Prime Minister Olmert, saying it is hard to imagine another American president as friendly to Israel as President Bush has been, told his Cabinet ministers yesterday that they must move on regional diplomacy before the end of Mr. Bush’s term.
Aides to Mr. Olmert quickly sought to dispel any impression that the prime minister doubts Senator McCain’s or Senator Obama’s support for Israel. But as the two presidential candidates compete to distance themselves from Mr. Bush’s record, Mr. Olmert’s remarks underscored Israelis’ affection for the outgoing president.
The Israeli leader, aides said, was seeking to highlight the need to move swiftly to sign agreements with President Abbas of the Palestinian Authority. At the same time, several top Israeli officials hinted that Israel soon would launch an extensive military operation to stop the rocket attacks from Gaza. Mr. Olmert’s Cabinet could decide as early as today whether Israel will mount the operation or agree to an Egyptian-brokered temporary cease-fire with Hamas, which controls Gaza.
“The current situation in Gaza is unsustainable,” a spokesman for Mr. Olmert, Mark Regev, told The New York Sun. “One way or another, it has to end.”
But as what Mr. Olmert called the “moment of decision” on Gaza nears, he also spoke of promoting diplomacy with Mr. Abbas, on the basis of the conference Mr. Bush convened last year at Annapolis, Md. Mr. Olmert has long argued that with Mr.

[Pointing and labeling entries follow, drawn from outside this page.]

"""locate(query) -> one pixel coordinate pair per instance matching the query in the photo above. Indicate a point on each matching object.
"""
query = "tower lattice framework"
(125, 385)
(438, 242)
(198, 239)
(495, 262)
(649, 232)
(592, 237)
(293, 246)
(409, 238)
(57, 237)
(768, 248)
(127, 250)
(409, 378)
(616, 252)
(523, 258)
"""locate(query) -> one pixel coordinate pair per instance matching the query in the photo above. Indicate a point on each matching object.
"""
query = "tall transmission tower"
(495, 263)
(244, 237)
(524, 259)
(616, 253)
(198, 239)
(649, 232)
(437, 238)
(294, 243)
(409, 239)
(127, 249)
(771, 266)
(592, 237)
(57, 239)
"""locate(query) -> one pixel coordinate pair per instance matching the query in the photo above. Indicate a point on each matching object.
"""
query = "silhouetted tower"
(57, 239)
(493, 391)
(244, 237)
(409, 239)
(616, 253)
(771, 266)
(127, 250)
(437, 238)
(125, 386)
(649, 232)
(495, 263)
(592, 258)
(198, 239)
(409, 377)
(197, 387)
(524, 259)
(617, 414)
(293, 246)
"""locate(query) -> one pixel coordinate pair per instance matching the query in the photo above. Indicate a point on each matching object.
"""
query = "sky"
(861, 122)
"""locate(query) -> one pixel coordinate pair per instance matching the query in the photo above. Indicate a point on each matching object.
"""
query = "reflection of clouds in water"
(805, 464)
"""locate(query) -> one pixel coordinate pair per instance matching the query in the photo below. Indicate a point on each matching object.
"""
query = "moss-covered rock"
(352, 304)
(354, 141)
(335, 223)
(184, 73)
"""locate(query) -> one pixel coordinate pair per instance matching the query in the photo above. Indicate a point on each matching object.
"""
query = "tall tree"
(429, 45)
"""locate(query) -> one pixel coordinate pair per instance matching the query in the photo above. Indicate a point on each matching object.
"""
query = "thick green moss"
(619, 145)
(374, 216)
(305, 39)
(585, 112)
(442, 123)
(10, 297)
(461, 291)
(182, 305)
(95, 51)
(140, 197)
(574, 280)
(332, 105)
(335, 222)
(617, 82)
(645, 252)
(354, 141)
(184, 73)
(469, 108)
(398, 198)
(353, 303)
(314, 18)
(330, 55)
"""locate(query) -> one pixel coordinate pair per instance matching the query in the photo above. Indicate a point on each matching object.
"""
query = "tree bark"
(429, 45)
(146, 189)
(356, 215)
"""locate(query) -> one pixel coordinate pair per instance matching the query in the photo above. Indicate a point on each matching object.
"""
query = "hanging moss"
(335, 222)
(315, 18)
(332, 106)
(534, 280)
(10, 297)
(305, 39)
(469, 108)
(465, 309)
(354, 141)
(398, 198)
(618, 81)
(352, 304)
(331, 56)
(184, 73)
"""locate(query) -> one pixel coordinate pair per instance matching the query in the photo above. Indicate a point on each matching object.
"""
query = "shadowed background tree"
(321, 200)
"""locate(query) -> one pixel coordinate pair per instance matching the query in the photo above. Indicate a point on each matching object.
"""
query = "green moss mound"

Bush in office, diplomacy will be conducted under conditions favorable to Israel, an aide who spoke on the condition of anonymity said.
“Bush is the friendliest president Israel has had. Ever,” a former Israeli ambassador to Washington, Daniel Ayalon, said. “But this does not mean that the next president would not be as friendly. It is very dangerous for Israelis to be seen as meddling in American politics.”
Opponents of Mr. Obama have pointed to an op-ed Mr. Ayalon wrote several months ago in the Jerusalem Post, in which he argued that the Democratic presumptive nominee’s commitment to Israel had yet to be fleshed out.
“I think he was much more specific last week,” Mr. Ayalon said yesterday, referring to Mr. Obama’s speech to the American Israel Public Affairs Committee conference in Washington. “I am convinced that the next president, whoever he is, will build on foundations laid down by Bush.”
Mr. Bush supported Israel during its incursions into Arab West Bank towns in 2002, its pullout from Gaza in 2005, and its war against Hezbollah in 2006, Mr. Ayalon said. And $10 billion in American loan guarantees in 2003 helped Israel stabilize its economy, he added. He also called a letter Mr. Bush sent to Prime Minister Sharon in April 2004 “historic.”
In the letter, the president said conditions on the ground had changed since the 1967 war — changes that must be reflected in future border agreements. “Just as the 1917 Balfour Declaration raised the concept of a homeland for the Jews in Palestine, and then became the foundation of the 1947 U.N. resolution that divided it to a Jewish and an Arab state, the Bush letter laid the foundation to any future agreement over Israel’s borders,” Mr. Ayalon said. “No American president can now back away from the Bush letter.”